民事信託と商事信託の違い

信託という言葉から、「○○信託銀行」を思い浮かべる方が多いかと思います。
しかし、民事信託と○○信託銀行の役割は、全く異なります。

改めて、「信託」とは前ページの解説の通り、
財産の所有者(=委託者)が、信頼のおける人や法人(=受託者)に財産(=信託財産)を託し、定められた目的(=信託目的)に従って財産を管理・継承する方法で、定められた受取人(=受益者)に対して財産が渡される仕組みになります。

「信託」には、大きく分けて商事信託と民事信託があります。

信託

①商事信託:信託会社や信託銀行が財産の所有者から財産を託され(受託者となり)、管理や承継を行います。

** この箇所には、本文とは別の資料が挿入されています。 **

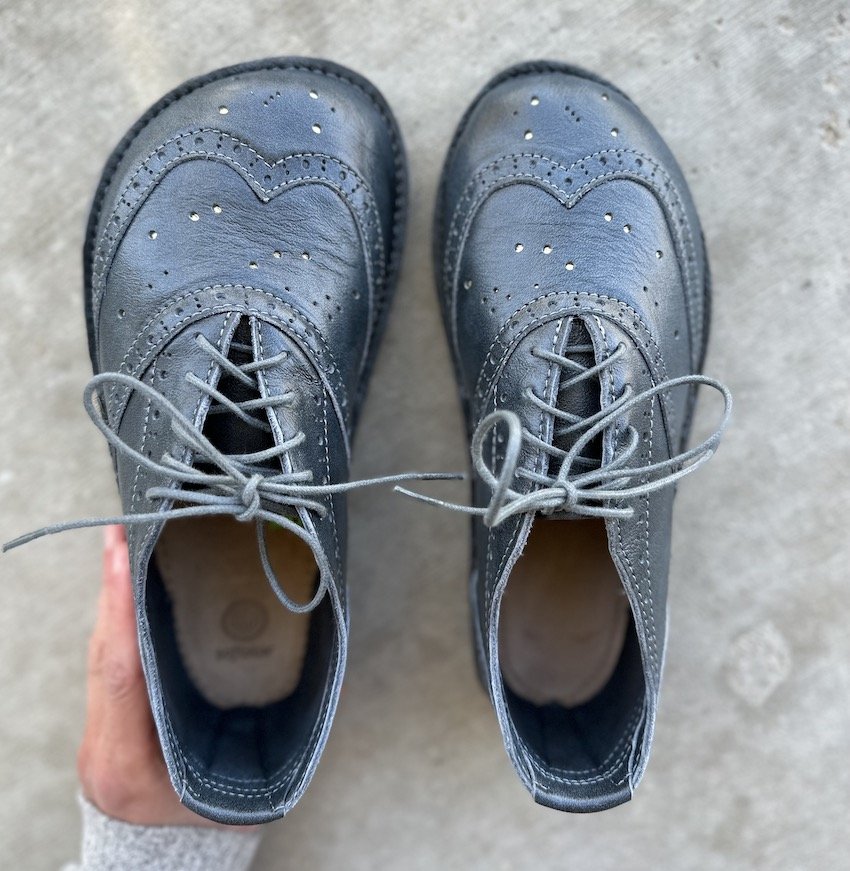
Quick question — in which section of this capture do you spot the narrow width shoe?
[4,58,406,824]
[428,62,730,811]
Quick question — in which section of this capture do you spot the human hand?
[77,526,227,826]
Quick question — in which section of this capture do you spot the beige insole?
[156,517,318,708]
[499,518,630,707]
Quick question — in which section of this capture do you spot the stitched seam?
[85,63,408,433]
[443,149,704,364]
[90,56,404,270]
[92,146,386,330]
[475,291,666,416]
[113,284,348,436]
[130,357,159,514]
[523,700,643,784]
[444,149,695,302]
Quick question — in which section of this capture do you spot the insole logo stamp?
[221,599,269,641]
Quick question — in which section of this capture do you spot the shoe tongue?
[204,318,274,469]
[549,318,602,520]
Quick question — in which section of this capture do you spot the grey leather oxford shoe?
[418,62,730,811]
[4,58,406,823]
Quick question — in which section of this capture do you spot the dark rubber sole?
[83,57,408,430]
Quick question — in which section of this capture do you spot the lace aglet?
[0,528,53,553]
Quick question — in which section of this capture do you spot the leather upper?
[85,58,405,823]
[435,62,709,811]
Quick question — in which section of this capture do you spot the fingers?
[89,526,158,749]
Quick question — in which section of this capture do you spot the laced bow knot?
[396,345,732,527]
[2,350,460,614]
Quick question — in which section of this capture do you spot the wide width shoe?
[429,62,730,811]
[4,58,406,823]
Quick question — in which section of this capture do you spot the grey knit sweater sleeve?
[62,797,261,871]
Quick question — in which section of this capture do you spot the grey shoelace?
[395,344,732,527]
[3,335,458,614]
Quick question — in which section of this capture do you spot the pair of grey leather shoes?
[4,58,729,823]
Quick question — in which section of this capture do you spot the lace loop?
[2,348,459,614]
[396,344,732,527]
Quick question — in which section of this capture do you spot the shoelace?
[395,344,732,527]
[3,335,458,614]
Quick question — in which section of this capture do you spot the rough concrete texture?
[0,0,850,871]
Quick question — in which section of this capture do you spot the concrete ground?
[0,0,850,871]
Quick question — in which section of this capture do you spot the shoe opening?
[499,518,646,811]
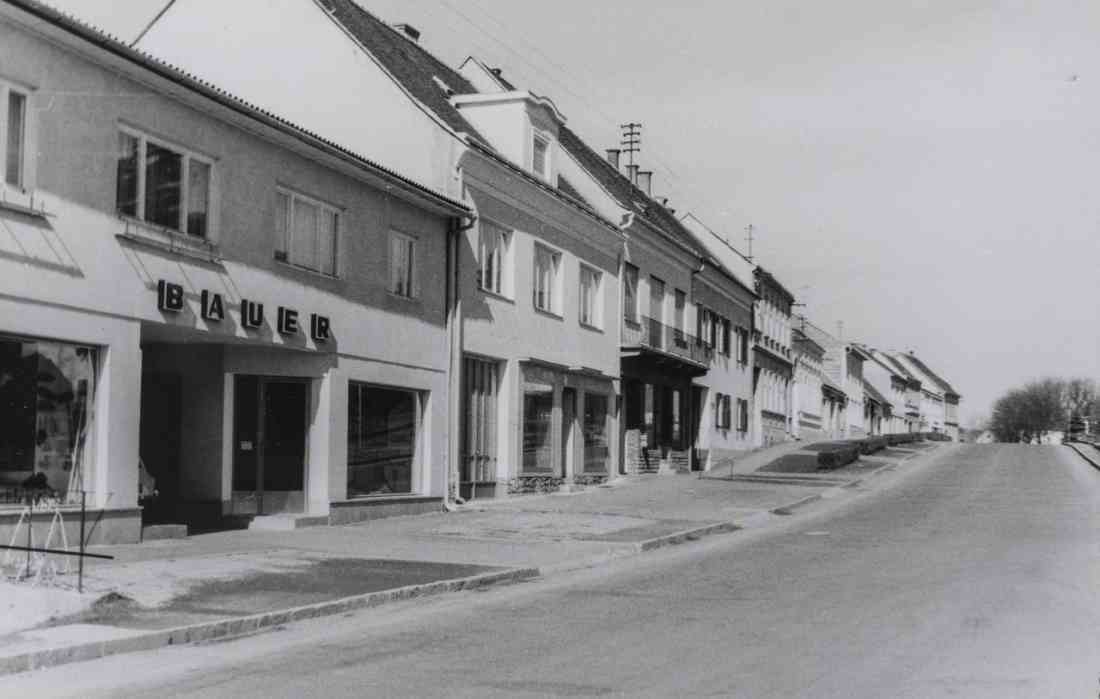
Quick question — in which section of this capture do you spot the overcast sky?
[45,0,1100,427]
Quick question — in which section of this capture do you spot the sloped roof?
[320,0,488,145]
[905,352,959,395]
[558,125,699,254]
[7,0,470,212]
[864,379,893,406]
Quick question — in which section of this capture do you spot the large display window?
[0,336,99,504]
[348,382,419,498]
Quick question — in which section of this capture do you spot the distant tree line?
[989,379,1100,441]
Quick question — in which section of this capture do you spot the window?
[714,393,729,429]
[524,385,553,473]
[389,232,416,298]
[623,263,638,323]
[275,189,340,276]
[479,220,512,296]
[672,288,688,345]
[0,337,99,502]
[583,393,611,473]
[581,264,603,328]
[116,131,211,238]
[531,133,550,179]
[0,88,26,187]
[348,381,419,498]
[534,245,561,313]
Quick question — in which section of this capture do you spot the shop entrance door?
[232,374,309,514]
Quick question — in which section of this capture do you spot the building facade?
[0,3,469,542]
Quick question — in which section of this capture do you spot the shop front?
[515,361,616,490]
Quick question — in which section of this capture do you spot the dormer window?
[531,133,550,179]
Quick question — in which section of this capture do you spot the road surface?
[4,445,1100,699]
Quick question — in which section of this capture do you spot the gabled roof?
[864,379,893,406]
[905,352,959,395]
[319,0,488,145]
[6,0,470,214]
[558,127,699,254]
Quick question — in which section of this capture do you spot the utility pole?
[619,121,641,165]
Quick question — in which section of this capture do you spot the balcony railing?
[623,316,714,367]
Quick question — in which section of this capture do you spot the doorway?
[232,374,309,515]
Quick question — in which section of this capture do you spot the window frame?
[386,228,420,301]
[623,262,641,325]
[114,123,218,243]
[531,242,563,317]
[477,218,515,298]
[273,185,344,278]
[0,79,34,193]
[531,129,553,182]
[578,262,604,330]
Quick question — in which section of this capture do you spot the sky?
[42,0,1100,424]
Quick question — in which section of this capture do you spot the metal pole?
[26,495,34,578]
[76,490,88,593]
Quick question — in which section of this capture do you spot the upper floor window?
[275,189,340,276]
[623,263,638,323]
[534,245,561,313]
[0,84,28,188]
[389,231,416,298]
[531,133,550,179]
[117,131,211,238]
[581,264,604,328]
[479,220,512,296]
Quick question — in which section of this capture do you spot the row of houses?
[0,0,959,542]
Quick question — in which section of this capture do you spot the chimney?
[607,149,623,170]
[394,22,420,44]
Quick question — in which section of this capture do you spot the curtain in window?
[290,199,320,270]
[4,91,26,187]
[145,141,184,230]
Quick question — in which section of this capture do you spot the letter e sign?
[278,306,298,335]
[156,280,184,313]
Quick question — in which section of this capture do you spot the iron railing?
[623,316,714,367]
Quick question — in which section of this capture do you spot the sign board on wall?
[156,280,332,342]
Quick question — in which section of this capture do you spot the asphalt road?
[10,445,1100,699]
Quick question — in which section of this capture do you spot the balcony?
[623,316,714,370]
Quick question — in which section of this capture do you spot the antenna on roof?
[619,121,641,165]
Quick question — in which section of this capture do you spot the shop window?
[0,85,28,188]
[462,357,501,483]
[116,131,211,238]
[389,232,416,298]
[479,220,512,296]
[584,393,611,473]
[524,386,553,473]
[623,263,638,323]
[275,189,340,276]
[0,338,98,503]
[348,382,420,498]
[534,245,561,314]
[581,264,604,328]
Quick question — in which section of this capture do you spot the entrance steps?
[249,514,329,532]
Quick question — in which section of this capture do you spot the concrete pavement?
[0,440,946,671]
[4,445,1100,699]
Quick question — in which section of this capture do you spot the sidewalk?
[0,445,937,674]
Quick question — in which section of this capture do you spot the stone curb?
[0,568,539,676]
[1066,444,1100,470]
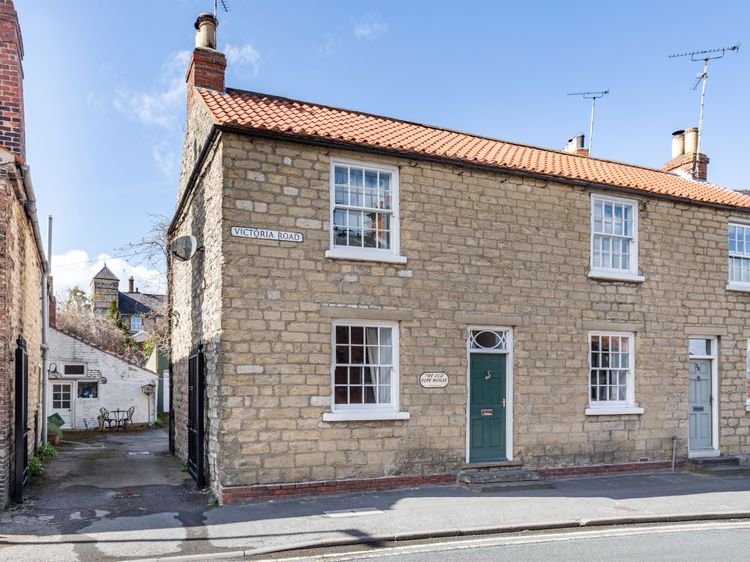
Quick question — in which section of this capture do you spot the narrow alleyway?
[0,429,211,560]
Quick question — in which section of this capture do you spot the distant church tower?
[91,263,120,315]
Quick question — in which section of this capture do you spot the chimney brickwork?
[185,14,227,113]
[661,128,709,181]
[0,0,26,161]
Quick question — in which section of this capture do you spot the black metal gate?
[188,344,206,488]
[11,336,29,503]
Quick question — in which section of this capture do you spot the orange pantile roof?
[198,89,750,208]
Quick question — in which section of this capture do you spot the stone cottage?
[0,0,46,506]
[169,14,750,503]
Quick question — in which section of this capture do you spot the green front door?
[469,353,508,462]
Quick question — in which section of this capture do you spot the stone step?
[461,461,523,472]
[458,469,539,484]
[466,480,552,493]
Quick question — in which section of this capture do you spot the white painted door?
[688,359,713,451]
[50,382,73,429]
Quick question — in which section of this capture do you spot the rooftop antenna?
[568,90,609,156]
[669,43,740,177]
[214,0,229,19]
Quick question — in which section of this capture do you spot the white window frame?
[50,382,74,410]
[323,319,410,421]
[585,330,644,416]
[325,158,406,263]
[60,363,88,379]
[727,220,750,291]
[76,381,99,400]
[588,193,645,282]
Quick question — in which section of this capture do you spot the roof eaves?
[216,124,750,213]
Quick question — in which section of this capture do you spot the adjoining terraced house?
[169,15,750,503]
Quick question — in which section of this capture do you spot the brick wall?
[172,127,750,494]
[0,0,26,160]
[0,164,42,505]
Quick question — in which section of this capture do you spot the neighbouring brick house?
[91,263,166,341]
[0,0,46,506]
[169,15,750,503]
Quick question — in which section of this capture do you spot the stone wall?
[0,164,42,505]
[168,99,225,490]
[206,135,750,486]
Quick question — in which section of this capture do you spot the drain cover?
[323,507,383,518]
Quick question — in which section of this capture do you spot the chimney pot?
[185,13,227,111]
[195,12,219,49]
[685,127,698,154]
[672,129,685,159]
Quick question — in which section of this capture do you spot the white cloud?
[354,14,388,41]
[224,43,260,76]
[313,33,339,57]
[52,250,167,297]
[113,51,190,129]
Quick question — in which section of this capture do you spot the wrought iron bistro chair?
[99,408,117,431]
[119,406,135,431]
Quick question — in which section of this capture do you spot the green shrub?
[36,443,57,459]
[29,455,44,476]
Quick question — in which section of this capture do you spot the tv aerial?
[214,0,229,18]
[669,43,740,176]
[568,90,609,156]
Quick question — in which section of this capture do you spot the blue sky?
[16,0,750,296]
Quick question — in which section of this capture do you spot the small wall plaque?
[419,373,448,388]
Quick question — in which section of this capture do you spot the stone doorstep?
[458,469,539,484]
[465,480,552,493]
[461,461,523,472]
[686,457,740,467]
[685,457,750,476]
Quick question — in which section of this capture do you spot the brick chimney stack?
[186,13,227,113]
[0,0,26,161]
[661,127,709,181]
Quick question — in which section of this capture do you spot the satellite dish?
[170,235,198,261]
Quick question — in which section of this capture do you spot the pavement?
[0,430,750,562]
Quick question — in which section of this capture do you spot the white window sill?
[323,410,411,421]
[589,269,646,283]
[586,406,644,416]
[326,247,406,263]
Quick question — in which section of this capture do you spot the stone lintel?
[320,304,414,322]
[456,312,523,326]
[582,320,646,332]
[685,326,729,336]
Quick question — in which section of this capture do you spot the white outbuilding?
[47,327,158,429]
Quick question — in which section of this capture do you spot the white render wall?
[47,328,157,430]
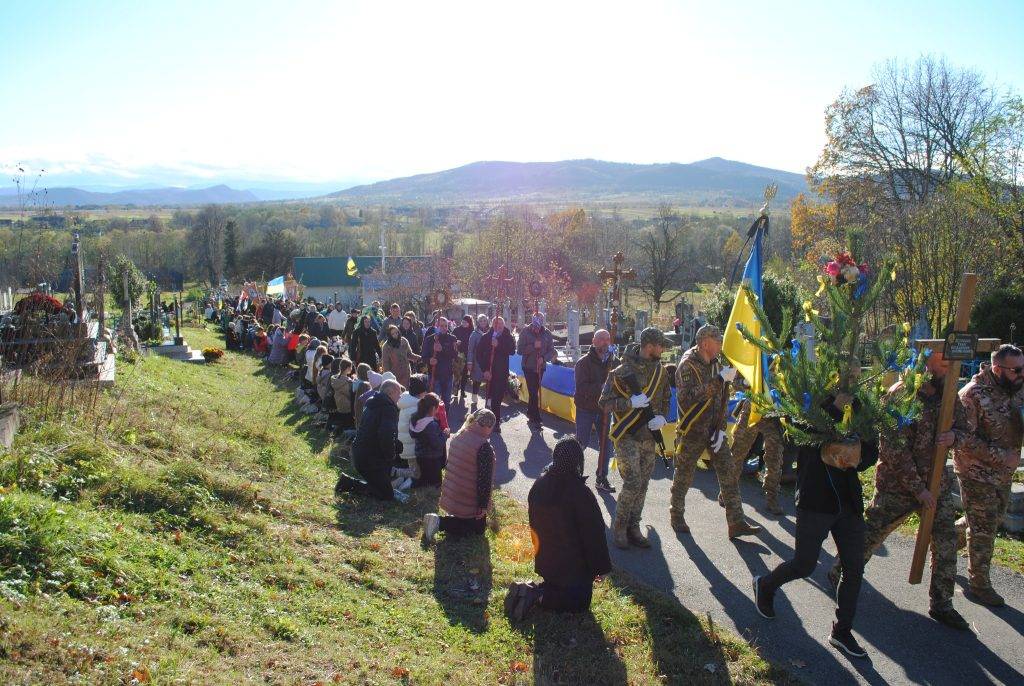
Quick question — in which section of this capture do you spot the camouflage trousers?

このとき信託会社や信託銀行は、営利目的で「信託報酬」を受け取ります。

②民事信託:財産の所有者の家族や親族など信頼できる人が財産を託され(受託者となり)、管理や承継を行います。平成18年12月の信託業法改正により、営利目的でなければ、信託業免許を持たない法人や個人間においても、受託者になれるように変更がなされています。

また、最近ではその他にも家族信託や個人信託、福祉信託など、信託にまつわる言葉が複数広がっていますが、特に家族が受託者となる場合を「家族信託」、障碍を抱える子の生涯資産管理を目的とする場合を「福祉信託」、個人が受託者であるために呼び名が派生した「個人信託」は、いずれも民事信託の一部です。

今まで財産を信託したい場合には、商事信託(信託会社や信託銀行)を通して行うため信託会社や信託銀行の報酬が少なくとも100万円以上がかかり、

「商事信託」に対して「民事信託」とは、受託者である家族などは信託報酬を目的としないため、信託業法の制限を受けずに信託行為が行えるのです。